In the Framingham Heart Study, the strongest risk factor for developing AF was hypertension. Some patients have AF without any hypertension or structural heart disease, and this is typically called “lone AF.” There are also secondary causes of AF including pericarditis (inflammation of the sac around the heart), intermittent heavy alcohol use, lung disease (emphysema or chronic obstructive pulmonary disease), and hyperthyroidism. Initial laboratory tests can often exclude electrolyte abnormalities and hyperthyroidism. Some patients may notice that their AF episodes occur at rest during the night or after eating a heavy meal. This type of AF is often called “vagal” because it occurs when the resting or “vagal” part if the nervous system is most active. Others may develop AF during exertion, or have “sympathetic” AF. Regardless of the pattern of AF occurrence, the treatment is similar. An echocardiogram (ultrasound) is often performed in AF patients to measure left atrial size and left ventricular function, two indices helpful in guiding management.

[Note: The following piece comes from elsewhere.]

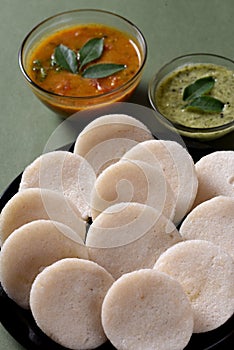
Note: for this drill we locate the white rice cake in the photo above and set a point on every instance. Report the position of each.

AF occurs in 3 different patterns: Paroxysmal, Persistent or Permanent (the three “Ps”). Most patients initially have AF episodes that start and stop on their own, lasting anywhere from minutes to days. This is called intermittent of “paroxysmal” AF. When some patients develop AF they remain in AF until they receive medication or a cardioversion (“shock”) to restore the normal heart rhythm. This type of AF is called “persistent.” Finally, some patients are left to remain in AF long term with only medications to control the heart rate. Once AF has persisted for > 1 year, it is called either “long-lasting persistent” AF, chronic AF, or permanent AF.